Side Effects Can Be Disturbing

Drug side effects can be common with seniors.  They come, often because a well intentioned physician believes that the particular medication will address a peculiar medical need.  This happened not long ago when a patient was prescribed a med that was supposed to offer relief and control of behaviors related to dementia and Alzheimer’s symptoms.

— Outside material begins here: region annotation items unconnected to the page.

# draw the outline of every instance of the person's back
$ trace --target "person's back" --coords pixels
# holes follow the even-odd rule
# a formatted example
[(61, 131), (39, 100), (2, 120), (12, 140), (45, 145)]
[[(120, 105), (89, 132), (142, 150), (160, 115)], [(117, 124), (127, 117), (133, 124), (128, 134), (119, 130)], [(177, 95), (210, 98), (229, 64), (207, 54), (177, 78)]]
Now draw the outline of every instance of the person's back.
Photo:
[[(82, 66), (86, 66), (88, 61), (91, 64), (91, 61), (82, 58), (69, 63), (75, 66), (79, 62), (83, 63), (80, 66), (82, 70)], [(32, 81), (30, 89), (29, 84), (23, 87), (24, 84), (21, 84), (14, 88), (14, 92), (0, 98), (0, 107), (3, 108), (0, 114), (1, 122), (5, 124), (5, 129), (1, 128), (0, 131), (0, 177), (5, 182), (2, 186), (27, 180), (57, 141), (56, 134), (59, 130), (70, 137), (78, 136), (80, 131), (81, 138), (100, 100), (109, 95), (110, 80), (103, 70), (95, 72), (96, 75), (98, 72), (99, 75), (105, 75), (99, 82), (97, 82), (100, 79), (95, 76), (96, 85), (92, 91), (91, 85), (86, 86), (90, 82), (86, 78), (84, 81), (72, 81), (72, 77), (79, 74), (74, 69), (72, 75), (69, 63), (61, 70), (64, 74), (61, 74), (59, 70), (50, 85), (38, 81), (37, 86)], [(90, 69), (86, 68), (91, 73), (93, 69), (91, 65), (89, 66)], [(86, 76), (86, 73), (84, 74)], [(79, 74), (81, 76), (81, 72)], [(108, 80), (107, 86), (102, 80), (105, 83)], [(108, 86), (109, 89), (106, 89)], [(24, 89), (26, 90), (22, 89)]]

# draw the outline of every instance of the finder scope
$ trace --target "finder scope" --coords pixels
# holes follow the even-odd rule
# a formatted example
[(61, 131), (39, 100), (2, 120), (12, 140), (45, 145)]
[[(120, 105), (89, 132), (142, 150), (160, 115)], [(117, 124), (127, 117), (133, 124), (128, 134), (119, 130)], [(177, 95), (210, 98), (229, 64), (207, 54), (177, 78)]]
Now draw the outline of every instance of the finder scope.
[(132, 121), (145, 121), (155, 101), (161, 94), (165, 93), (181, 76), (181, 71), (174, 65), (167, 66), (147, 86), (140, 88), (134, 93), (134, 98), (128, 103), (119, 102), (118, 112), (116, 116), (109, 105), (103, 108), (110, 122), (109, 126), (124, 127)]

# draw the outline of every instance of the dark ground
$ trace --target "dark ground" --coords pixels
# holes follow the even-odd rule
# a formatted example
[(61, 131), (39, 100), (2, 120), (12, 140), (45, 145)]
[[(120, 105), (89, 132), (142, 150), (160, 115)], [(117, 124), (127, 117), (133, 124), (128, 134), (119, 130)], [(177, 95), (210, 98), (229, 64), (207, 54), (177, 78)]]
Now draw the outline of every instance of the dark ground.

She went bazooka, off the wall, antagonistic.  It was not a pleasant moment for her, her caretakers, her family or any one caught in the experience.  The lesson, both for physicians and caretakers, move cautiously toward agreeing to the use of a prescription which may have very troubling reactions. If unusual behaviors ensue, be ready to discontinue the med as quickly as possible.  Listen to the patient and caretakers.  Be aware of behaviors that are unusual and threatening.

Some years ago we had a pet who made a habit each morning of entering the shower after the last person had exited.  She, a tiny dachshund, would proceed to lick the floor.  In time, she became ill, acted strange and required a visit to the vet.  We discovered, after long and careful treatment, that she had ingested the chemicals of a well known shampoo that millions of humans use.  It was so dangerous to her system that she developed spinal meningitis.

Some Words of Caution

There is no  predicting the side effects of outcomes of chemicals and medications on fragile systems.

  • It is always wise and prudent to err on the side of caution when providing what we are convinced are helpful or at least not life threatening to persons or animals in our care and keeping.
  • When firms, who spray for insects around your home, make their regular call, be sure children or pets are safe.
  • When individuals have difficulties that seem to evidence need for some well intentioned drug that is thought to relieve their situation, ask questions, push for answers that may help the medical professional to think through his/her decision.

In both cases, the patient survived.  That is the good news.  That, however, can’t always be depended on. Use common sense. Don’t act with haste.  Probe for answers and stimulate questions that may head off an unfortunate incident.